Il 2 agosto 1998, nell’ex Zaire si ritornò a combattere per oltre cinque lunghi anni. E nonostante gli accordi di pace siglati in Sudafrica e l’indizione e lo svolgimento di elezioni generali, oggi l’ex colonia belga potrebbe riesplodere. Gli attori in campo, questa volta, sono in buona parte congolesi, anche se vi è un’indubbia presenza militare ruandese, a cui si associano, lungo la linea di confine, addirittura reparti ugandesi. Attualmente, si confrontano sul campo, con ruoli e alleanze non sempre intelligibili, l’esercito regolare del Congo (Fardc), i ribelli Mayi-Mayi, gli esuli ruandesi di etnia hutu (Fdlr), e l’agguerrito M23, di matrice filo­ruandese, fuoriuscito ad aprile dall’esercito regolare.
Questa formazione armata è composta in gran parte da mercenari ruandesi, ma anche da ufficiali dell’esercito di Kigali, rispondendo agli ordini del presidente ruandese Paul Kagame il quale, già nel ’96, appoggiò la campagna militare di Laurent-Désiré Kabila. Oggi si sta profilando uno scenario simile, con il tentativo spregiudicato da parte di Kigali di avere il controllo del vicino gigante congolese o comunque dei territori orientali che confinano col Ruanda. Ciò che alimenta le ostilità, determinando uno stato di barbarie, non è altro che la ricchezza del sottosuolo: dal coltan (lega naturale di columbio e tantalio) all’oro, per non parlare delle fonti energetiche, petrolio in primis.
A sparigliare le carte è comunque stata la decisione, da parte dell’attuale presidente Joseph Kabila (figlio adottivo di Laurent-Désiré), di siglare alcuni importanti contratti con imprese cinesi; uno sbilanciamento del governo di Kinshasa in favore dell’Impero del Drago che non è affatto gradito né agli Stati Uniti né ad alcuni governi europei (Francia, Belgio e Regno Unito).
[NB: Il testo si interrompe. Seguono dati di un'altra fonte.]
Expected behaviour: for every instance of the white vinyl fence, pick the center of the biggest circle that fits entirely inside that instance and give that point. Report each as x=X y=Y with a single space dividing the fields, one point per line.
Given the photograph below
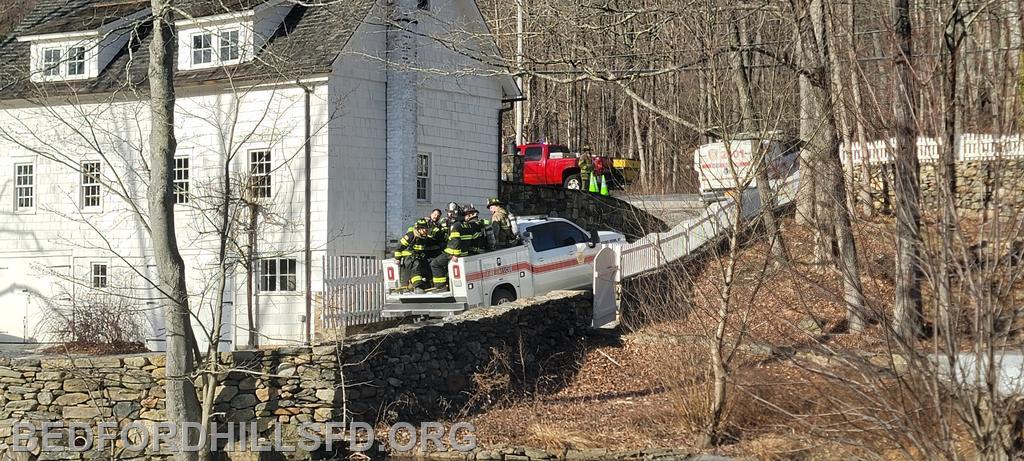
x=972 y=147
x=353 y=291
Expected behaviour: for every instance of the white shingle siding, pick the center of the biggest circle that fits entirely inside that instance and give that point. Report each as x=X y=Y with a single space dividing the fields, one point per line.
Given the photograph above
x=455 y=119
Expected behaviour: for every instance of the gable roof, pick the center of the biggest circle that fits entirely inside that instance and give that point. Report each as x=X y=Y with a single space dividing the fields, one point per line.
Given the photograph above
x=306 y=43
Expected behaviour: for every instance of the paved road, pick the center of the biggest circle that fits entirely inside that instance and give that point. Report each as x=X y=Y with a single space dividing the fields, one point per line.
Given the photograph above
x=15 y=349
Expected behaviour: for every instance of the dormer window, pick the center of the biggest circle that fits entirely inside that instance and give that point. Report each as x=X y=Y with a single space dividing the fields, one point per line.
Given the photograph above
x=229 y=45
x=215 y=47
x=58 y=52
x=228 y=38
x=51 y=61
x=76 y=60
x=202 y=49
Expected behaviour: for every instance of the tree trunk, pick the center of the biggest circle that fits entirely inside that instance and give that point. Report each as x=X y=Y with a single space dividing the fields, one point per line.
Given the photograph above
x=866 y=201
x=808 y=132
x=952 y=38
x=182 y=404
x=907 y=306
x=742 y=82
x=813 y=34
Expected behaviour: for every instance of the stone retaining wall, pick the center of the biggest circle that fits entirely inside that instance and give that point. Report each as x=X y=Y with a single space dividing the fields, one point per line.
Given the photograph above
x=409 y=373
x=586 y=209
x=980 y=184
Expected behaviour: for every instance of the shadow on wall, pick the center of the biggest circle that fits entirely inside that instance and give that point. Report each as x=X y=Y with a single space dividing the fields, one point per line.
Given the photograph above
x=589 y=210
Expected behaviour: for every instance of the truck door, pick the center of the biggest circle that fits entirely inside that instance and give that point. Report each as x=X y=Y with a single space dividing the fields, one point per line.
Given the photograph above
x=532 y=165
x=558 y=262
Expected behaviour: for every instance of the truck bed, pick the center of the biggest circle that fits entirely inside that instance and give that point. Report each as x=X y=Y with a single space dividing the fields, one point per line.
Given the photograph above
x=431 y=304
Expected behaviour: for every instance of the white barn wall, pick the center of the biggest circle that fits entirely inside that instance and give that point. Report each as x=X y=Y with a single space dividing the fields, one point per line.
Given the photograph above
x=458 y=108
x=357 y=145
x=267 y=118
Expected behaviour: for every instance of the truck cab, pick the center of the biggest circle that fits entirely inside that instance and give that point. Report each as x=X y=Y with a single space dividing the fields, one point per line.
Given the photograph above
x=546 y=164
x=555 y=254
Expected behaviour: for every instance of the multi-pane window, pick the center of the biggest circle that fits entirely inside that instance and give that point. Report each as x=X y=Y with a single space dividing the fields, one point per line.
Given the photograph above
x=202 y=48
x=259 y=172
x=98 y=275
x=25 y=186
x=51 y=61
x=423 y=177
x=228 y=45
x=276 y=275
x=76 y=60
x=90 y=184
x=180 y=179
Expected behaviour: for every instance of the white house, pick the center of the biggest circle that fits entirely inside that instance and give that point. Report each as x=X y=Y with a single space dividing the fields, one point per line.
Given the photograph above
x=335 y=125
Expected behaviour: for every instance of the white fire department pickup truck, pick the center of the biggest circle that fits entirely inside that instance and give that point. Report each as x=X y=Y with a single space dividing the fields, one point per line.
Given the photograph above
x=555 y=254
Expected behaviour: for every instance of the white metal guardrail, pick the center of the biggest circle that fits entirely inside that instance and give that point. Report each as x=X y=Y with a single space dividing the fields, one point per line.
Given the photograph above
x=656 y=250
x=972 y=147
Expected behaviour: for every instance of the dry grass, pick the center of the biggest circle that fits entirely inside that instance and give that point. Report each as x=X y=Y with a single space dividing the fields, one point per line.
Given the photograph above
x=556 y=438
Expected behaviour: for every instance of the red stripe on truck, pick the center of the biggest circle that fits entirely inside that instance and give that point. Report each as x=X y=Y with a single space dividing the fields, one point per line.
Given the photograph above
x=540 y=268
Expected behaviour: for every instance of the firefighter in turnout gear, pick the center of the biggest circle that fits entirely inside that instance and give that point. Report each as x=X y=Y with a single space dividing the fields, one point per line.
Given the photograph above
x=475 y=233
x=438 y=229
x=414 y=253
x=455 y=248
x=501 y=224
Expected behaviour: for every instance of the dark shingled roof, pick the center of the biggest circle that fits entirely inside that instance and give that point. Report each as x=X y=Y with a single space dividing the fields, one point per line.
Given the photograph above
x=306 y=43
x=87 y=17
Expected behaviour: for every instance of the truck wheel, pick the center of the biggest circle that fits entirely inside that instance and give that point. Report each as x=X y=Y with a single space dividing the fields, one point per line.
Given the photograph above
x=501 y=296
x=572 y=181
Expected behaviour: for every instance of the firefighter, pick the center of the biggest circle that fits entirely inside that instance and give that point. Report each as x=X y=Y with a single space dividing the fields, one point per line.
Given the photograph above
x=455 y=248
x=475 y=234
x=414 y=251
x=586 y=163
x=438 y=228
x=500 y=223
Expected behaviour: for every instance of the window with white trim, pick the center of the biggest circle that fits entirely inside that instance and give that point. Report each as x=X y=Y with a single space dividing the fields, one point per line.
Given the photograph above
x=25 y=186
x=202 y=48
x=423 y=177
x=228 y=43
x=98 y=275
x=51 y=61
x=76 y=60
x=259 y=173
x=180 y=179
x=90 y=184
x=278 y=275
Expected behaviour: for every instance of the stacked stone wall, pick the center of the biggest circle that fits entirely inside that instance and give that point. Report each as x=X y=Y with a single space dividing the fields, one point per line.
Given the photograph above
x=410 y=373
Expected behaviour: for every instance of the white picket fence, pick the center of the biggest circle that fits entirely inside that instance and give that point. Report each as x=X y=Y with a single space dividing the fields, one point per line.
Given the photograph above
x=656 y=250
x=972 y=147
x=353 y=291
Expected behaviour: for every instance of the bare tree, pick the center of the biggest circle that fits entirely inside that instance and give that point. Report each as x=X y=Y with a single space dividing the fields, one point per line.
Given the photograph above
x=182 y=404
x=907 y=306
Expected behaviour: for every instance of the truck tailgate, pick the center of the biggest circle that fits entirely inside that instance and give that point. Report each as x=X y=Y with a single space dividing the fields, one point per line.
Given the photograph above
x=432 y=304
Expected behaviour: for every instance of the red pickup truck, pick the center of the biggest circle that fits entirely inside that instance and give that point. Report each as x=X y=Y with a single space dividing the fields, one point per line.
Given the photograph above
x=546 y=164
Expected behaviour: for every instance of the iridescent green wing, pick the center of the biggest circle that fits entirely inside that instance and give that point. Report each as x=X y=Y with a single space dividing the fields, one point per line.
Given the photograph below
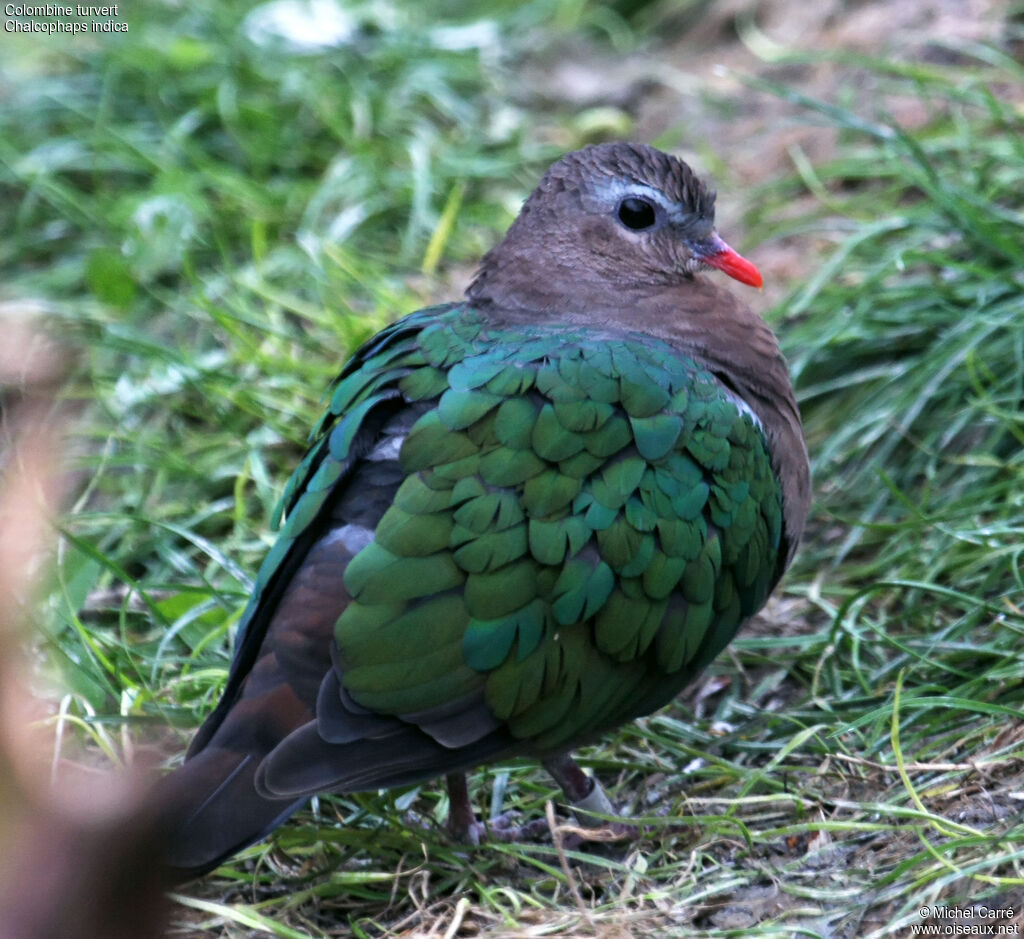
x=365 y=395
x=586 y=521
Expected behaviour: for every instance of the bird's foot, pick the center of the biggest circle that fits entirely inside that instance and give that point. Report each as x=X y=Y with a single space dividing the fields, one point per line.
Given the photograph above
x=500 y=828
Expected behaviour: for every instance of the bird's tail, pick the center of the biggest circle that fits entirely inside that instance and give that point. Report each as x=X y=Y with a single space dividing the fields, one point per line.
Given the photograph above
x=211 y=810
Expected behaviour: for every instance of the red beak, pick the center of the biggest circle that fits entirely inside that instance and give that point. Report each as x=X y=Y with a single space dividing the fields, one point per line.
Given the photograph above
x=720 y=255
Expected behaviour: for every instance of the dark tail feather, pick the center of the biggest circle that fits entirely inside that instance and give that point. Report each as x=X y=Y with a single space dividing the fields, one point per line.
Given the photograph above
x=212 y=810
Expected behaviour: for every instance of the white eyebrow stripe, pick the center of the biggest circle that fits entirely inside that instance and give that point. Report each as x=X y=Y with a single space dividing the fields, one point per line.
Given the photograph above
x=617 y=189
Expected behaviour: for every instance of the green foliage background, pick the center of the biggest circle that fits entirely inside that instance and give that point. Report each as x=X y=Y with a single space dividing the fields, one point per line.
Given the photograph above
x=215 y=222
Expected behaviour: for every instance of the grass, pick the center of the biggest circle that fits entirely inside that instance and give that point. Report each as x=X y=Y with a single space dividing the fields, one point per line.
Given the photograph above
x=215 y=224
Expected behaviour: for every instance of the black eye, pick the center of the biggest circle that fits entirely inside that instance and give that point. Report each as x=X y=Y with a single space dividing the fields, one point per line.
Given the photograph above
x=636 y=213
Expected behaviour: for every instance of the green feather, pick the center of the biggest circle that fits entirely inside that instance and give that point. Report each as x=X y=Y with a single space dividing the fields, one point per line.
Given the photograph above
x=496 y=594
x=414 y=536
x=549 y=493
x=431 y=442
x=551 y=440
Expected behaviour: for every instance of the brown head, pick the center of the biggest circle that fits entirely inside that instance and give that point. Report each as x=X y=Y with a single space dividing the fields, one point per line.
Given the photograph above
x=616 y=236
x=619 y=216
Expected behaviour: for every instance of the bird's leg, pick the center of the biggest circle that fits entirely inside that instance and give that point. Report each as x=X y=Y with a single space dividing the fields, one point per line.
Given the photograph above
x=583 y=793
x=462 y=818
x=585 y=796
x=465 y=827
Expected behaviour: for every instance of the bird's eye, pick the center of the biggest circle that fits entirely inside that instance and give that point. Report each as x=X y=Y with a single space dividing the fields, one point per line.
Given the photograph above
x=636 y=213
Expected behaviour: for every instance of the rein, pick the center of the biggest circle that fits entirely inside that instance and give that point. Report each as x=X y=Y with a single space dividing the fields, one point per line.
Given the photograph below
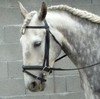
x=45 y=66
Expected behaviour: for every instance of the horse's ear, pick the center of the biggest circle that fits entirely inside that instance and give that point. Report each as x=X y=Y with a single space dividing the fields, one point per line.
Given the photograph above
x=24 y=12
x=42 y=12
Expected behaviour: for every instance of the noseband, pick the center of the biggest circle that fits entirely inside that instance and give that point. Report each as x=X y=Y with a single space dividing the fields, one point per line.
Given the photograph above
x=45 y=66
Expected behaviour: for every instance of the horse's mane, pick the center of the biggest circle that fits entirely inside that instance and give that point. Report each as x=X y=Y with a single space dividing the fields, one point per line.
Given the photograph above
x=77 y=12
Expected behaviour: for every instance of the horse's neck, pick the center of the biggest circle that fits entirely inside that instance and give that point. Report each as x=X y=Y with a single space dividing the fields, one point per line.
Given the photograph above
x=78 y=37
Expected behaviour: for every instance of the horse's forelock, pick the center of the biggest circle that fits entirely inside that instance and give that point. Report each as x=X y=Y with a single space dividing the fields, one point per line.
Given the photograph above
x=27 y=21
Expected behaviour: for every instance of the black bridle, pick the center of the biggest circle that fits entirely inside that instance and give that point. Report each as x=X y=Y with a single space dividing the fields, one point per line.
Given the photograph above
x=45 y=66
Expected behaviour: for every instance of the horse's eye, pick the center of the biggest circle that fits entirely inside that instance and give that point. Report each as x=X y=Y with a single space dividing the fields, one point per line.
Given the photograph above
x=37 y=43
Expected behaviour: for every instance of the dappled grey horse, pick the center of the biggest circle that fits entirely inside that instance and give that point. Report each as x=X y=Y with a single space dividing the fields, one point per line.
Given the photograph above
x=77 y=31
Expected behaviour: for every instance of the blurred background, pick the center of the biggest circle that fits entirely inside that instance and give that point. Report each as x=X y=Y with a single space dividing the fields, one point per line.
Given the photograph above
x=60 y=85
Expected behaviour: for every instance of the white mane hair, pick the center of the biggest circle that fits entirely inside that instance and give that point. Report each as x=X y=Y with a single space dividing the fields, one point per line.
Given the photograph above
x=81 y=13
x=74 y=11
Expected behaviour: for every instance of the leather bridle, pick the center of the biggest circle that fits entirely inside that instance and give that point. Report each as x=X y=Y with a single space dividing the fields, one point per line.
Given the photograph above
x=45 y=66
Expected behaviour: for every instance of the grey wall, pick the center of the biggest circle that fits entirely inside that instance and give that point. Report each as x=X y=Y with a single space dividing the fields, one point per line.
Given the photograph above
x=60 y=85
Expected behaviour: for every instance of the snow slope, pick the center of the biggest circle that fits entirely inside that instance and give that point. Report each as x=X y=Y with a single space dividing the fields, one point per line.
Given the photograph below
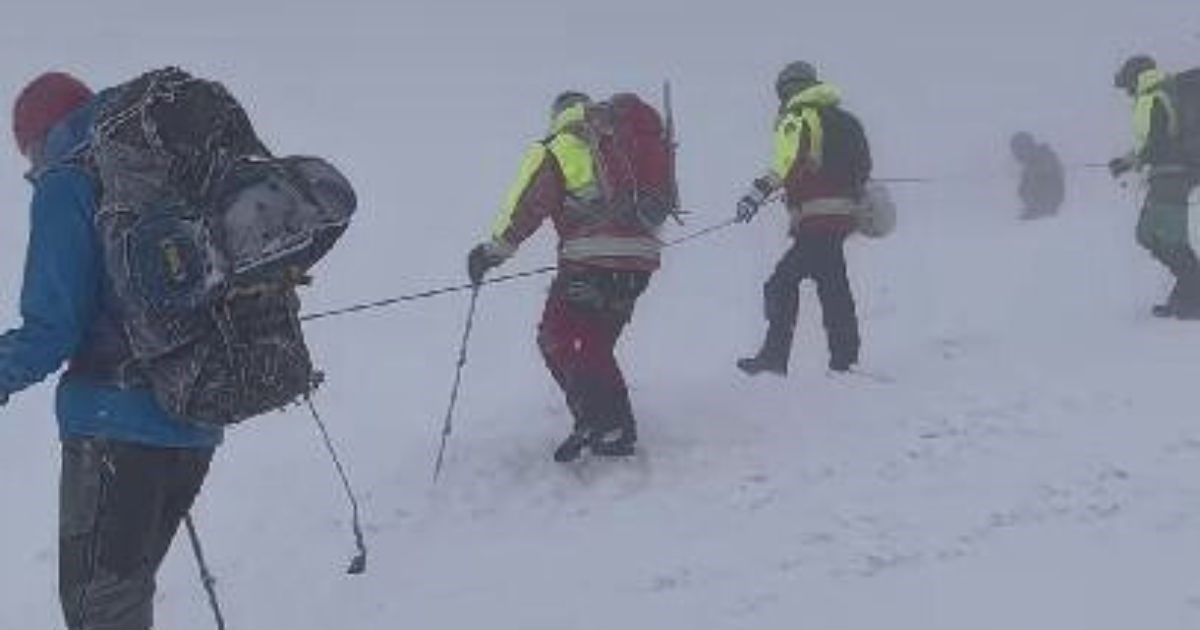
x=1024 y=455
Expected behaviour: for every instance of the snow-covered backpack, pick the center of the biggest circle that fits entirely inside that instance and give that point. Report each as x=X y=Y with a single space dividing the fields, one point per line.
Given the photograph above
x=634 y=154
x=1185 y=93
x=205 y=239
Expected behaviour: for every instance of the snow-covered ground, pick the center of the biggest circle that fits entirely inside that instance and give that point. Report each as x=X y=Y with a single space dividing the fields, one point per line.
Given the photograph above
x=1023 y=453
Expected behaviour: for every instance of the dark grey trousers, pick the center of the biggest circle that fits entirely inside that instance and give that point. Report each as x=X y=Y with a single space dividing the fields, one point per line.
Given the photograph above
x=120 y=505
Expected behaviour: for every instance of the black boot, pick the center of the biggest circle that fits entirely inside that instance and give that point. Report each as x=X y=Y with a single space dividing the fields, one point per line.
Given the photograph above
x=844 y=343
x=772 y=358
x=573 y=447
x=615 y=443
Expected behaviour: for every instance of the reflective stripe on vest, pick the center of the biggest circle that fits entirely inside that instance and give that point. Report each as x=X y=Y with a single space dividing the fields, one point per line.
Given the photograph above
x=591 y=247
x=574 y=157
x=802 y=119
x=1150 y=93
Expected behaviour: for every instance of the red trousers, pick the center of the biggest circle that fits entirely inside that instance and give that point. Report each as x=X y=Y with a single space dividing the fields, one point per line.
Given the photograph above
x=583 y=318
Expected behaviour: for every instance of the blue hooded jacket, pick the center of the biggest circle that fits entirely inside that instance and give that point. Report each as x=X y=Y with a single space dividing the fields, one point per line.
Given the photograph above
x=63 y=298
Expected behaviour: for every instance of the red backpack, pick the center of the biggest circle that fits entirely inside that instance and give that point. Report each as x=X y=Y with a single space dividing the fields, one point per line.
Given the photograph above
x=634 y=154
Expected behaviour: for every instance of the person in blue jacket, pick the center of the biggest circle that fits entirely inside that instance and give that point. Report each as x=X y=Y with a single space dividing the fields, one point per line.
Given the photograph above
x=130 y=471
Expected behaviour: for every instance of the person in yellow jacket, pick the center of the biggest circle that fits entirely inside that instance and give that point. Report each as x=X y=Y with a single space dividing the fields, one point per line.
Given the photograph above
x=1159 y=155
x=604 y=265
x=822 y=162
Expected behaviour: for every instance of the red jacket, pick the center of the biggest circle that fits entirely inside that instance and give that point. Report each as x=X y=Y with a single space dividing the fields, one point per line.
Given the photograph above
x=589 y=234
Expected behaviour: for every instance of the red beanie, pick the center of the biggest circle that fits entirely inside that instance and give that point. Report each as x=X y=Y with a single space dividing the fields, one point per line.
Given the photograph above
x=46 y=101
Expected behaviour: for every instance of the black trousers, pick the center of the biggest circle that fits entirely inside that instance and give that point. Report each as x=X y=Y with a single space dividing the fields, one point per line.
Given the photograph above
x=819 y=256
x=120 y=505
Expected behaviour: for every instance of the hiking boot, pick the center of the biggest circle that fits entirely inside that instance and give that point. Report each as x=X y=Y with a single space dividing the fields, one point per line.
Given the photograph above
x=615 y=443
x=1189 y=311
x=756 y=365
x=1163 y=310
x=573 y=447
x=840 y=365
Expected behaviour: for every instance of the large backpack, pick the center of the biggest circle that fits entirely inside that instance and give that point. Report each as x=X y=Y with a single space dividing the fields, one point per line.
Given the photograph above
x=205 y=239
x=1185 y=91
x=634 y=154
x=846 y=160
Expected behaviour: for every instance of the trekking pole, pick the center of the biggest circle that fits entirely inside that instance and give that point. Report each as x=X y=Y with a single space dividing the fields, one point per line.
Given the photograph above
x=701 y=233
x=904 y=180
x=423 y=295
x=448 y=424
x=210 y=583
x=359 y=563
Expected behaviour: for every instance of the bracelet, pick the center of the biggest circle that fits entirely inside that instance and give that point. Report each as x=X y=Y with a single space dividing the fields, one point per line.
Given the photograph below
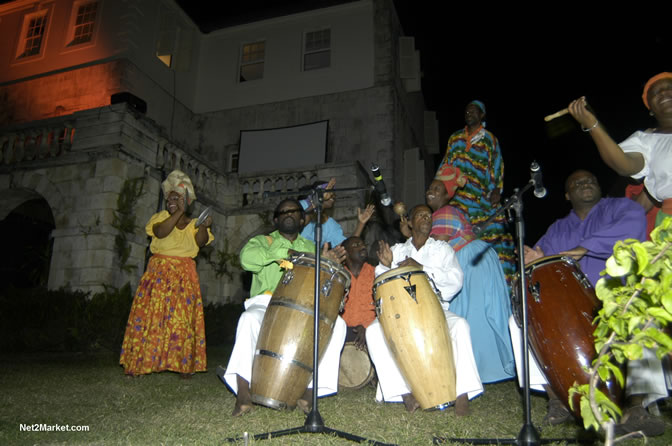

In questo senso, il Ruanda sente di avere le spalle coperte, potendo peraltro vantare un alibi che gli consente di fare il bello e il cattivo tempo: la presenza nel territorio congolese dell’Fdlr, cioè dei cosiddetti 'genocidari' hutu fuggiti dal Ruanda a seguito della conquista di Kigali da parte del Fronte Patriottico Ruandese (Fpr) nel 1994.
Sebbene, questa formazione sia ostinatamente anti-Kagame, il suo insediamento nel Kivu costituisce il pretesto per le forze armate ruandesi di vantare, non solo un diritto di prelazione sulle materie prime congolesi, ma addirittura di realizzare un’occupazione che, in prospettiva, dovrebbe portare all’annessione politica del Congo Orientale al piccolo, ma sempre più bellicoso Ruanda. È ovvio che in questo contesto la diplomazia congolese non può che appellarsi alle Nazioni Unite e all’Unione Africana, che hanno la responsabilità di garantire l’integrità dell’ex Zaire, rispetto alle mire espansionistiche di Kigali.
Purtroppo la presenza della Monusco – un dispiegamento di 18mila caschi blu nel Kivu – non è riuscita a garantire la sicurezza a Goma e dintorni. Essa infatti interpreta il suo mandato di proteggere i civili congolesi in modo tale da evitare ogni confronto armato con i ribelli. Spetta ora all’Unione Africana l’arduo compito di dirimere la matassa, prima che scoppi un’altra, tragica guerra congolese.